Even though it is generally recognised that diabetes is a known risk factor for SSI, it is intriguing that we discovered that the chance of diabetics developing SSI is only 1.84 times, compared to 3.72 times in a prior meta-analysis published in 2013. This conclusion is based on newly available data from research conducted after 2013 [17,31]. Several factors influenced this outcome, including the length of the operation [31] and pre-operative glycaemic control optimization [17]. Controlling hyperglycaemia in the perioperative period can minimise the likelihood of infection in patients receiving THA and TKA, according to an observational study by Agos et al. [35]. As a result, we advocate optimum glycaemic control and a shorter operative time as factors to consider when reducing the risk of infection in diabetics.

PJI is one of the most feared complications and is the most important cause of TKA revision [36]. Diabetic individuals had higher risks and prevalence of deep SSI (PJI) than non-diabetic patients, according to our findings. This finding is consistent with results published by Qin et colleagues in 2020, who found that patients with DM had a 1.76-fold greater risk of deep infection [37]. We believed that proper precautions should be taken when operating on diabetic patients for TKA, as previous research has shown that PJI is associated with extremely poor postoperative outcomes and a high mortality rate [22]. It is critical because as managing PJI is extremely expensive, putting a significant financial strain on the health-care system [38,39].

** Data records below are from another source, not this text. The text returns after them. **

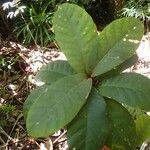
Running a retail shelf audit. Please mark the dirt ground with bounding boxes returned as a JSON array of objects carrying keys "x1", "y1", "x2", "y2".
[{"x1": 0, "y1": 33, "x2": 150, "y2": 150}]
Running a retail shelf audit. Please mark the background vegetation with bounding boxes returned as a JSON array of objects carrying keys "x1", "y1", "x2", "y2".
[{"x1": 0, "y1": 0, "x2": 150, "y2": 149}]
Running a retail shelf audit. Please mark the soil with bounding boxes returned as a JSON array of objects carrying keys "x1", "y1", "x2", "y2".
[{"x1": 0, "y1": 33, "x2": 150, "y2": 150}]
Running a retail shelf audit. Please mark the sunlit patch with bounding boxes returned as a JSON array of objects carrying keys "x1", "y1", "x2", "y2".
[
  {"x1": 128, "y1": 39, "x2": 140, "y2": 44},
  {"x1": 123, "y1": 38, "x2": 127, "y2": 41}
]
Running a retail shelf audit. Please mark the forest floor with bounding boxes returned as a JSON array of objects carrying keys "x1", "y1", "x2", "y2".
[{"x1": 0, "y1": 33, "x2": 150, "y2": 150}]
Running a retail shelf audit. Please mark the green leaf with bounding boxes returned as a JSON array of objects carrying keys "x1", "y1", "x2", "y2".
[
  {"x1": 68, "y1": 89, "x2": 109, "y2": 150},
  {"x1": 106, "y1": 99, "x2": 136, "y2": 150},
  {"x1": 98, "y1": 73, "x2": 150, "y2": 110},
  {"x1": 26, "y1": 74, "x2": 92, "y2": 137},
  {"x1": 53, "y1": 3, "x2": 99, "y2": 74},
  {"x1": 92, "y1": 18, "x2": 143, "y2": 77},
  {"x1": 36, "y1": 60, "x2": 74, "y2": 84},
  {"x1": 135, "y1": 114, "x2": 150, "y2": 146}
]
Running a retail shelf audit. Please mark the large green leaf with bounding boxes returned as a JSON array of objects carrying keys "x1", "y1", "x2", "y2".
[
  {"x1": 98, "y1": 73, "x2": 150, "y2": 110},
  {"x1": 36, "y1": 60, "x2": 74, "y2": 84},
  {"x1": 92, "y1": 18, "x2": 143, "y2": 76},
  {"x1": 26, "y1": 74, "x2": 92, "y2": 137},
  {"x1": 135, "y1": 114, "x2": 150, "y2": 146},
  {"x1": 106, "y1": 99, "x2": 136, "y2": 150},
  {"x1": 53, "y1": 3, "x2": 99, "y2": 74},
  {"x1": 68, "y1": 89, "x2": 109, "y2": 150}
]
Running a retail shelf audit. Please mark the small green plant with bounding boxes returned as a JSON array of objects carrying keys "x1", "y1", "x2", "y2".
[
  {"x1": 15, "y1": 1, "x2": 54, "y2": 46},
  {"x1": 24, "y1": 4, "x2": 150, "y2": 150}
]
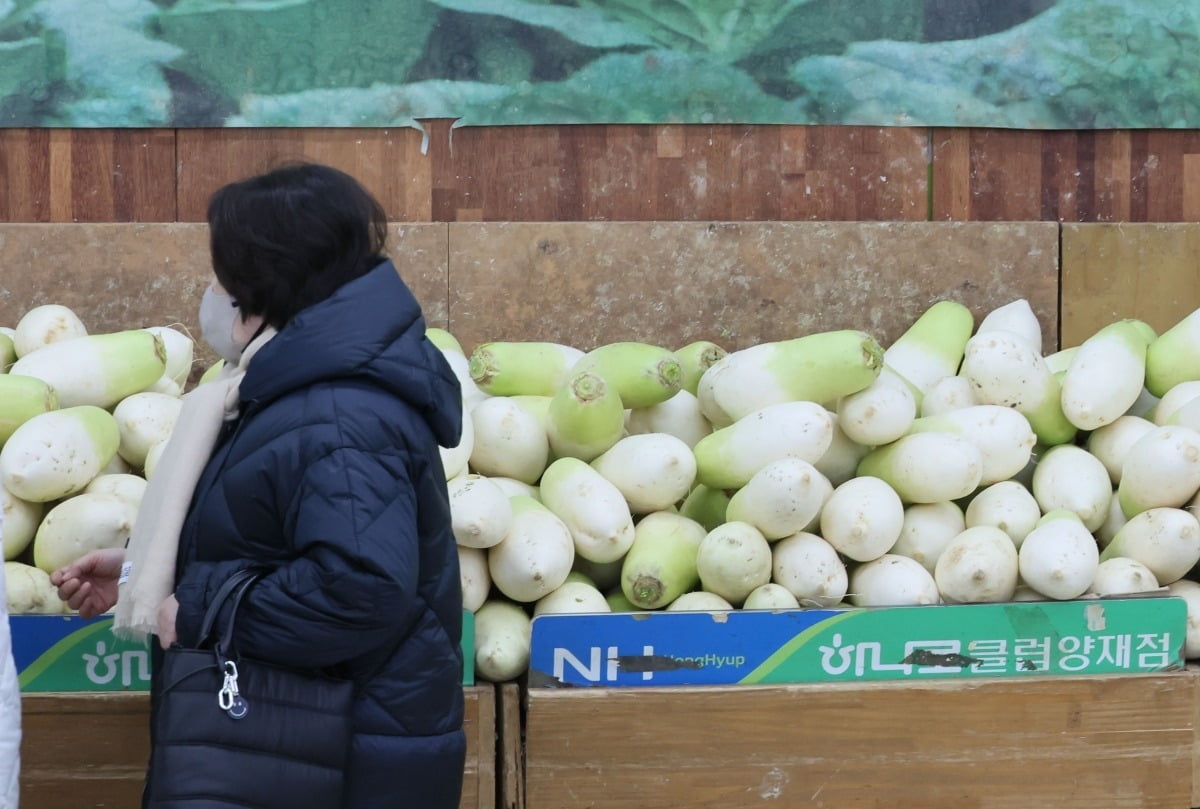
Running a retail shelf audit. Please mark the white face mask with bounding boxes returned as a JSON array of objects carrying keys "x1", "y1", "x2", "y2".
[{"x1": 200, "y1": 287, "x2": 246, "y2": 365}]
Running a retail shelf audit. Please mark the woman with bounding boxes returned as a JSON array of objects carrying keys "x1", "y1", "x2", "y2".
[{"x1": 54, "y1": 164, "x2": 466, "y2": 809}]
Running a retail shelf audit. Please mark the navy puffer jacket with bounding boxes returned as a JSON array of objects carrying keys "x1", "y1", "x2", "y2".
[{"x1": 168, "y1": 262, "x2": 466, "y2": 809}]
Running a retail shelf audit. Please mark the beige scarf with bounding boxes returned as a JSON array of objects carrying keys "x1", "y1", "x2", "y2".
[{"x1": 113, "y1": 326, "x2": 275, "y2": 640}]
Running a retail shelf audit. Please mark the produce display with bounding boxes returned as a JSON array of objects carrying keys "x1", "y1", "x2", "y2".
[{"x1": 7, "y1": 300, "x2": 1200, "y2": 682}]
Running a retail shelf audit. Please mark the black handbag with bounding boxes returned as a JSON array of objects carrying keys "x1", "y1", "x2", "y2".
[{"x1": 143, "y1": 570, "x2": 354, "y2": 809}]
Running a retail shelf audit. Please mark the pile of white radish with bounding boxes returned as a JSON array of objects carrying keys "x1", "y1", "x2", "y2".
[
  {"x1": 0, "y1": 304, "x2": 193, "y2": 615},
  {"x1": 14, "y1": 300, "x2": 1200, "y2": 682},
  {"x1": 441, "y1": 300, "x2": 1200, "y2": 682}
]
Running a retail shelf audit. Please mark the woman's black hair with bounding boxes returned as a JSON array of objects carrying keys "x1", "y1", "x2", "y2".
[{"x1": 208, "y1": 163, "x2": 388, "y2": 329}]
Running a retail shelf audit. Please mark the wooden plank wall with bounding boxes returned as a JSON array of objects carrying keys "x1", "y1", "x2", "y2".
[{"x1": 0, "y1": 127, "x2": 1200, "y2": 222}]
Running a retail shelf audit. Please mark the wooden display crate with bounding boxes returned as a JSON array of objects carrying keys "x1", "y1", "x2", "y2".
[
  {"x1": 20, "y1": 685, "x2": 496, "y2": 809},
  {"x1": 524, "y1": 670, "x2": 1200, "y2": 809}
]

Even though the prevalence of superficial SSI in diabetics is lower than in non-diabetics, this could be due to a lack of data, as only two studies were suitable for this comparison (compared to diabetics—five). Most studies focus on PJI rather than superficial SSI because superficial SSI is easily treated with antibiotics and regular wound review [31]. We do recommend that future research should concentrate on superficial SSI in the study of primary TKA because it will provide a better understanding of the problem.

This research has numerous major advantages. To our knowledge, no meta-analysis has previously looked into the prevalence of infection after primary TKA in diabetics and non-diabetics. This meta-analysis used robust search algorithms with no language constraints to pull studies from five databases. All of the sensitivity analyses yielded similar results to the overall findings, implying that the primary discovery is likely to be reliable. This review, however, has its own limitations. Our ability to examine the associated risk is hampered by a lack of data, particularly on superficial SSI. Furthermore, the under reported level of glycaemic control in each paper limits our capacity to assess the impact of this factor on infection risk.

5. Conclusions

In conclusion, this SRMA confirms that diabetes is a risk factor for infection following primary TKA, which is consistent with previous research. However, the risk has been overemphasised and is not as severe as previously reported. This suggests that other factors, such as glycaemic control and operation duration, may have an impact on infection than diabetes in patients underwent primary TKA. There is insufficient evidence to conclude that diabetes is a risk factor for superficial SSI, in particular; therefore, more research is required to establish the relationship between DM and superficial SSI.